The Newbeats were veteran Nashville singers when they broke through with a distinctive sound and a million-seller in the summer of 1964, and followed up with several more top forty singles.
The group consisted of lead singer Larry Henley (born in Arp, Texas in 1937 and raised in Odessa) and brothers Louis "Dean" and Marc Mathis (born in Hahita, Georgia in 1939 and 1942, respectively). Dean and Marc learned to play the guitar from their mother while growing up and learned to play other instruments. Dean and later Marc joined Dale Hawkins' band in their hometown of Shreveport, Louisiana and met with Larry Henley, a singer. The Mathis brothers formed their own eight-piece band and performed as a singing duo in the 50's; they had a minor hit with Tell Him No in 1959 for Chess Records. Henley was a solo singer who worked briefly with the Mathis brothers in 1962 and struck out on his own before re-uniting with them in Nashville in 1964 to form the Newbeats. All three worked with Wesley Rose in Nashville at times.
Henley's very high falsetto voice gave them a distinct sound. Backed by the vocal harmonies of Dean and Marc, and working with excellent songwriters and session musicians which were numerous in Nashville in the 1960's, the combination led to their recording a demo written by Larry Parks and Jay Turnbow titled Bread and Butter. The sound of the group and the upbeat version of the song was presented to Rose's Hickory Records, and led to the group signing a contract with Hickory, where they proceeded to record a number of singles. Included was another recording of Bread and Butter, which became their first and biggest hit, in 1964. It sold over a million copies in the USA alone, where it went to #2, as well as landing at #15 in Great Britain and #8 in Australia. They followed up that fall with another single that reached #16, John D. Loudermilk's Everything's Alright. As the calendar turned to 1965 they started appearing on television shows including Shindig!, New American Bandstand 1965 and Where the Action Is. In February of that year they just reached the top forty once more with Break Away (From That Boy).

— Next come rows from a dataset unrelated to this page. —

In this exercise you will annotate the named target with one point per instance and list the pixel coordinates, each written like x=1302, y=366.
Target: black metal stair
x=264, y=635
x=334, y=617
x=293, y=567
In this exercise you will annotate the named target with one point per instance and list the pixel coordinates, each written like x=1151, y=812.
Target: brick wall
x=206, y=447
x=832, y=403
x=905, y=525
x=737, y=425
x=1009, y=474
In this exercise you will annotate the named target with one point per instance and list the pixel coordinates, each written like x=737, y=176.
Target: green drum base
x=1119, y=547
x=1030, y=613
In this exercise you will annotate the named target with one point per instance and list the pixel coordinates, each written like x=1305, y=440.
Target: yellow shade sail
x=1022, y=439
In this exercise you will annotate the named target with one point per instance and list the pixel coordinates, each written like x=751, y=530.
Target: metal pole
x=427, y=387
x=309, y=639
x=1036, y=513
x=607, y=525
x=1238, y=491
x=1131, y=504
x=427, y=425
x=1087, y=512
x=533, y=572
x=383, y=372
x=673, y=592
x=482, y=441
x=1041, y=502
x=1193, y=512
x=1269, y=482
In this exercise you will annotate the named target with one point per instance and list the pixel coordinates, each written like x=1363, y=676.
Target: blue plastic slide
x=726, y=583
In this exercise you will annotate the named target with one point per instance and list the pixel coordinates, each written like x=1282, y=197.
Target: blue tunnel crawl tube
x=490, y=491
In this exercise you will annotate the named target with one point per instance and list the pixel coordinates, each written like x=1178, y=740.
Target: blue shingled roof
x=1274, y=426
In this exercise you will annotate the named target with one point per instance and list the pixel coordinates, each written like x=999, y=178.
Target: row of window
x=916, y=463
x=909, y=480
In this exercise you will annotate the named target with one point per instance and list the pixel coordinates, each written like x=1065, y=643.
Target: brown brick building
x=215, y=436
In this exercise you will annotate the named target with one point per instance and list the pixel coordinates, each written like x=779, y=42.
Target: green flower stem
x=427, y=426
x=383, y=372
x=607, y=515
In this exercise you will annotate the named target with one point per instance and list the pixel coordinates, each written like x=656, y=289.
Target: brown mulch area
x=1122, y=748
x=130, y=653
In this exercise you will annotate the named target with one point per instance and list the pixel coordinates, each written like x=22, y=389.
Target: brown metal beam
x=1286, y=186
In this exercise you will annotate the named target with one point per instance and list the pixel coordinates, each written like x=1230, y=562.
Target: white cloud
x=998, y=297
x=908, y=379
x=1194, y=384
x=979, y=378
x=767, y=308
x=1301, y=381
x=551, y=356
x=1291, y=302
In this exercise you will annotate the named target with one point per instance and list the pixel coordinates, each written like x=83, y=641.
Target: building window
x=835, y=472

The Newbeats toured Australia and New Zealand with the Rolling Stones and Roy Orbison in 1965. They had one more big hit left with Run, Baby Run (Back into My Arms), a song that was written for them by Joe Melson and Don Gant. All of the Newbeats' top forty hits were on the Hickory Records label. Run, Baby Run (Back into My Arms) just missed the top ten that fall. The Newbeats continued recording but dropped out of the top forty for good. By 1970 they had their last chart entry. They left Hickory and recorded some for the Buddah and Playboy labels. They finally disbanded in 1974.
Larry Henley stayed in the music business for years as a producer and quite talented songwriter. His most notable accomplishment was as co-writer of Wind Beneath My Wings, which went on to be a number one hit for singer Bette Midler in 1989 following its appearance in the motion picture Beaches. Henley did some collaborations with Bruce Channel and Ricky Ray Hector. He is a member of the Nashville Songwriters Hall of Fame. Henley suffered from Alzheimerís and Parkinsonís diseases and died in late 2014 at age 77.
The Newbeats made a lasting impression on popular music with their unique sound. Their best remembered record is their giant hit from 1964, Bread and Butter.